Web security practitioners and web security solutions vendors face a technologically advanced adversary staffed with a team of engineers and data scientists, which evens the odds against the team of engineers and data scientists who build bot management products. As bot detection technology advances, scraping technology must also evolve to continue collecting data while protecting revenue.

Website owners’ unease

Beyond the uncertainty of how the collected data is used, the activity represents an operational challenge for website owners.

Increased operation cost: Scraping has a price. It represents, on average, 42% of the overall site activity. In the most extreme case, scraping represents more than 90% of overall traffic volume, so legitimate user traffic represents just a small fraction. Processing the extra traffic requires scaling the infrastructure up or down as the scraping activity comes and goes. It also increases the cost of delivering the content (CDN cost).
Site stability: Poorly calibrated and overly aggressive scraping activity can result in site stability and availability issues, leading to revenue loss. All too often, scrapers want to get the data fast and may crawl hundreds of thousands of product pages in a short time. Sometimes, multiple scraping services attempt to collect data simultaneously, and the combined activity can easily overwhelm website infrastructure.
Metrics skew: Scrapers make themselves difficult to detect. Excess traffic incorrectly identified as human by bot management solutions skews KPI metrics, such as conversation rate, which most marketing teams use to inform product positioning, marketing strategy, and advertising investment.

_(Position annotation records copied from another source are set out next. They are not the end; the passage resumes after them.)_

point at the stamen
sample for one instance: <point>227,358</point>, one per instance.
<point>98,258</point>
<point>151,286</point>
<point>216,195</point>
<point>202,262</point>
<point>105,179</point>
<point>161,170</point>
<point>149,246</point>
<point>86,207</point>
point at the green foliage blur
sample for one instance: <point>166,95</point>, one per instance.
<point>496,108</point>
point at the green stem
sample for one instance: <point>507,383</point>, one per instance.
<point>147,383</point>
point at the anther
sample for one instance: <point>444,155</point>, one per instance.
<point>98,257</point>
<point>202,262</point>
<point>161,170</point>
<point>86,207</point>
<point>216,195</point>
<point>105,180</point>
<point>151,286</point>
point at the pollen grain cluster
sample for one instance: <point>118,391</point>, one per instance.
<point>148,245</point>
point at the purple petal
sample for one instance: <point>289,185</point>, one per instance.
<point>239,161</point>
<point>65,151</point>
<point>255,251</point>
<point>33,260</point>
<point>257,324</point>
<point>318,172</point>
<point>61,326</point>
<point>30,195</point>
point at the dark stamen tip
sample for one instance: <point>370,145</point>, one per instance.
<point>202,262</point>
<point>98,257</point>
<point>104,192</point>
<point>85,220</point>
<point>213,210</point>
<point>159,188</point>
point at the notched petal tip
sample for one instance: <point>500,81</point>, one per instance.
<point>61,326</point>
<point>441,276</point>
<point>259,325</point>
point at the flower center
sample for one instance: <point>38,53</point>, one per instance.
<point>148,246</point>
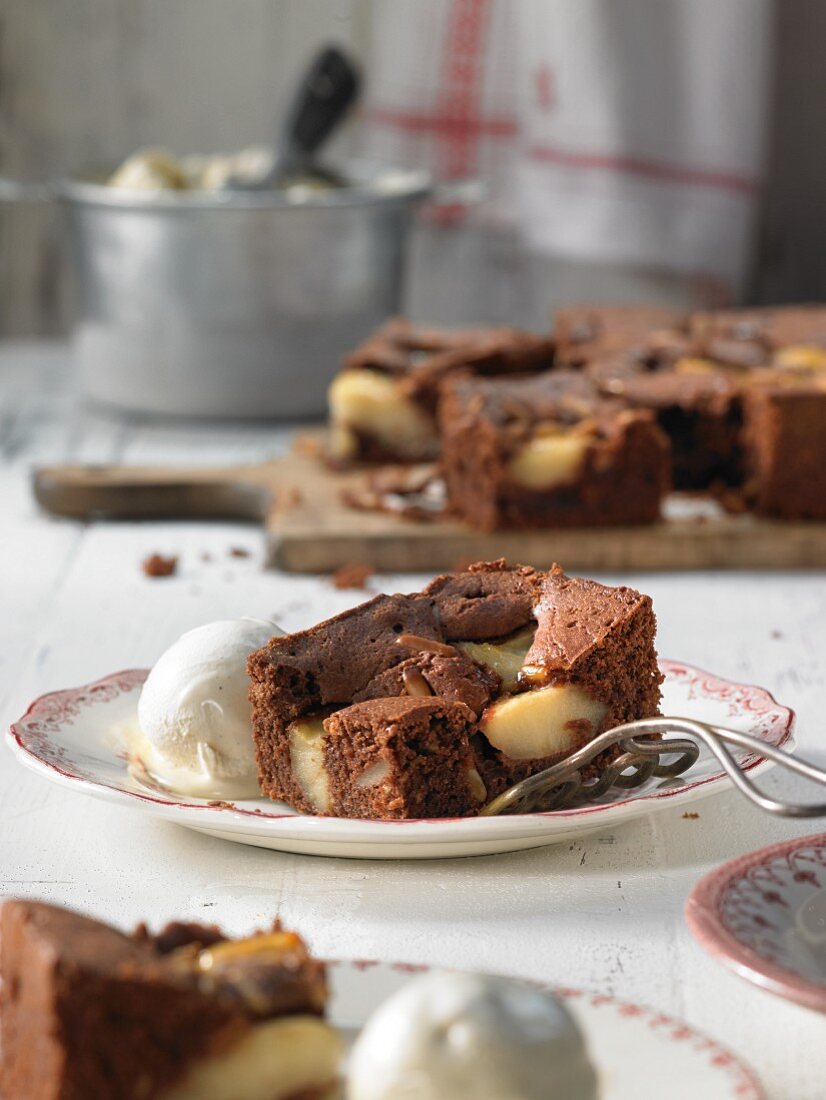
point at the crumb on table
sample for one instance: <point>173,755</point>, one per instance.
<point>352,575</point>
<point>156,564</point>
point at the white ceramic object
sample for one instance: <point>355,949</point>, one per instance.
<point>638,1053</point>
<point>78,738</point>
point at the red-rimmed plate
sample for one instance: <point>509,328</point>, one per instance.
<point>78,738</point>
<point>680,1063</point>
<point>763,915</point>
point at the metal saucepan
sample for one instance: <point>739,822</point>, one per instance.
<point>231,303</point>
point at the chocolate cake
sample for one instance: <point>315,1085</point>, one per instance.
<point>428,705</point>
<point>89,1012</point>
<point>583,332</point>
<point>695,403</point>
<point>383,403</point>
<point>549,451</point>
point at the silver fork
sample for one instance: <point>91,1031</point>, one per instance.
<point>642,758</point>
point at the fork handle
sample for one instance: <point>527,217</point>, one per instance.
<point>716,738</point>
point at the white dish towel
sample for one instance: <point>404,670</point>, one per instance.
<point>616,131</point>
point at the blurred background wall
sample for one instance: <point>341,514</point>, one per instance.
<point>89,81</point>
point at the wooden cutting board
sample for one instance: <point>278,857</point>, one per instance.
<point>309,529</point>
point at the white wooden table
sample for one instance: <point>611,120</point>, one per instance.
<point>603,914</point>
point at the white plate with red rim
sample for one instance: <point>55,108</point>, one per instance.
<point>679,1063</point>
<point>77,738</point>
<point>763,915</point>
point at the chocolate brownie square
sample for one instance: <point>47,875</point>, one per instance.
<point>383,403</point>
<point>584,331</point>
<point>778,336</point>
<point>404,757</point>
<point>784,443</point>
<point>87,1011</point>
<point>430,704</point>
<point>579,658</point>
<point>696,403</point>
<point>549,451</point>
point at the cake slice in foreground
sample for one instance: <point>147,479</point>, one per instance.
<point>428,705</point>
<point>88,1012</point>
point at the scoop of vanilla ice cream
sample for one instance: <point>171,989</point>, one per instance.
<point>452,1036</point>
<point>150,169</point>
<point>194,711</point>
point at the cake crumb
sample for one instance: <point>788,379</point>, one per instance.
<point>307,446</point>
<point>352,575</point>
<point>156,564</point>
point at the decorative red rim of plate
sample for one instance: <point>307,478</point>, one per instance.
<point>745,1084</point>
<point>704,913</point>
<point>31,734</point>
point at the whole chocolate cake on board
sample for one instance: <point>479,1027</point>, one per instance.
<point>89,1013</point>
<point>383,403</point>
<point>549,451</point>
<point>430,704</point>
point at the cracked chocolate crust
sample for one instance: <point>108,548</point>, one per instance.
<point>88,1011</point>
<point>410,648</point>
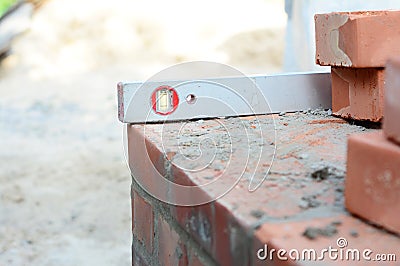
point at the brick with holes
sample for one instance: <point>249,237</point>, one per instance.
<point>358,93</point>
<point>391,125</point>
<point>363,39</point>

Most websites’ acceptable use policies prohibit scraping. However, most forums or websites supporting scraping argue that the activity is legal, and indeed, there are few laws banning it.

The big dilemma

There are always two sides to a story. For web security professionals, scraping activity is unwelcome because it causes additional load on the web infrastructure, occasional instability, increased operational costs, and skewing key metrics. The lack of transparency about the intended use of the data collected, and sometimes the aggressive nature of the botnets, are not helping either and are leading web security teams to do whatever they can to block the traffic. But for companies to make decisions and be successful, data is needed. Everyone needs data about the market and their competitors. Price scraping benefits all of us as consumers; inventory scraping can help economists and financial analysts gain insight into the health of the economy and inform investment decisions. Scraping social media platforms can help with fraud detection, background checks, and enable law enforcement to find crime victims or their perpetrators. Scraping of media and publisher sites helps detect plagiarism and protect intellectual property. Also, in relation to the growing interaction through AI agents, the internet ecosystem continuously evolves, and businesses and web security products need to adapt to this new type of interaction. As a leader of an engineering team that builds bot management products, I’ve been discussing with “the other side” for over a year, and this has helped me understand a different perspective. I remain committed to my mission to fight the bots, but understanding the nuances of this problem is key to building a product that can better adapt to the realities of the world and the internet and help businesses manage the bot activity more effectively.